I took a sort of vigil over lunch today at the big white house in Vienna. Perhaps you have your own big white house in Vienna…but if you’ve attended my church, then you know which house I mean. I ate my sushi from the car and stared at the long driveway, the new treehouses, and the lamppost that reminded me of Narnia. Was that there when my church friends and I ran about on dusky summer evenings? Did it ever confuse me during the many games of Capture the Flag?
I wish there could be a rule put in place that the end of a year always felt the same way. The end of this year has felt nostalgic. I’ve had more time to process this past week, though that processing has extended beyond just 2021. I’ve also spent more time in silence than is my normal habit. Is that maturity? My one roommate might say so. She is far better at appreciating silence than I am.
Change is spread out across the calendar as I look ahead to 2022. Church plants, new marriages, babies being born, friends moving away – none of these changes are out of the ordinary for a twenty-six year-old woman, but my heart still quickens and my brain wonders what will be steady throughout it all? Praise God for the Rock of my salvation.
I didn’t have expectations for 2021, but at the urging of a wise and older friend I am going to attempt setting goals for 2022. I dislike goals because they have often set me up for being disappointed in myself when I don’t accomplish them. It will be a challenge to remain compassionate with myself and those goals, but I’m going to set some and endeavor to keep them.
And we are still here. A toast and a firework and a worried dog later, I am still the same person I was two minutes ago. Lasting change and sanctification require more than a new date, but that’s okay.
I’m not sad in this moment, but that adjective prevailed this past week. Christmas Day was sobering and the coming weeks will be about the same. Grief settles in here and there, never letting you know when it will move on (if it ever does).
Praise God for my family and roommates, for my daily friends and long-distance friends and friends I don’t talk to but still adore because I have a big heart and small ability to communicate with more than a handful of people on a given day. Love lasts in the heart, but if it’s not backed up by action can it still be called love?
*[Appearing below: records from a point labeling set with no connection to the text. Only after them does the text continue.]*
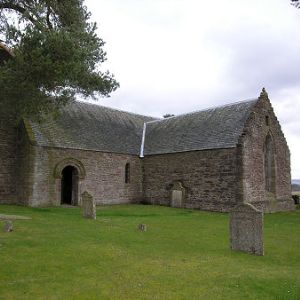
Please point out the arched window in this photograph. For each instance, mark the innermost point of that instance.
(69, 186)
(127, 173)
(269, 165)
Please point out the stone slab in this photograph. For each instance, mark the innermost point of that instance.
(246, 229)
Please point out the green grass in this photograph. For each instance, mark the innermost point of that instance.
(183, 255)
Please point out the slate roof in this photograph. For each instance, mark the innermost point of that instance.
(213, 128)
(93, 127)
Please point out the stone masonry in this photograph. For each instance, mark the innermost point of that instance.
(217, 168)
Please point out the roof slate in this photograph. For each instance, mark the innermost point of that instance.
(213, 128)
(92, 127)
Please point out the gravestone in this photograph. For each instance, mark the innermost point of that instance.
(8, 226)
(88, 206)
(142, 227)
(246, 229)
(177, 194)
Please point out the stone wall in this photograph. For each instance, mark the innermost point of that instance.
(209, 177)
(261, 123)
(103, 176)
(8, 139)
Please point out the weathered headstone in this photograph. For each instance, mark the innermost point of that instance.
(8, 226)
(142, 227)
(246, 229)
(88, 206)
(177, 194)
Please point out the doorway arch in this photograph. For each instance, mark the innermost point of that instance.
(69, 174)
(69, 186)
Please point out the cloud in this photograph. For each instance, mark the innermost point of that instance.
(175, 56)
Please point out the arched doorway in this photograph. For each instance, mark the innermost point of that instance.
(270, 182)
(69, 186)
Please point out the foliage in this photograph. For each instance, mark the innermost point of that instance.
(184, 254)
(56, 55)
Maybe it’s more affection at that point…
I’ll let you read The Four Loves and get back to me on how love should manifest in friendship. I want to be a better friend this year; most of us would probably say that, I assume? How many questions have I typed in this post? My favorite writer is coming out with a book this summer about questions and God and people. I must just be preparing for that release.
My body felt better this year, my heart only took a few l’s because of my own foolishness, and I continued to observe Yahweh’s protection in my life. I struggled earlier this year with understanding his holiness, but sovereignty is one that comes easily to my mind, even if it doesn’t always rest easily there.
The decade is two-years old. I am glad to turn twenty-seven this calendar year and apprehensive about all of the sweet changes that I know are coming my way. Can I be excited for the changes that will come but are not revealed to me just yet? Check back in twelve months and ask me the answer. Until then – seek justice, love mercy, and walk humbly with your God. You are His, and He is yours. Rest well in His love, my dears.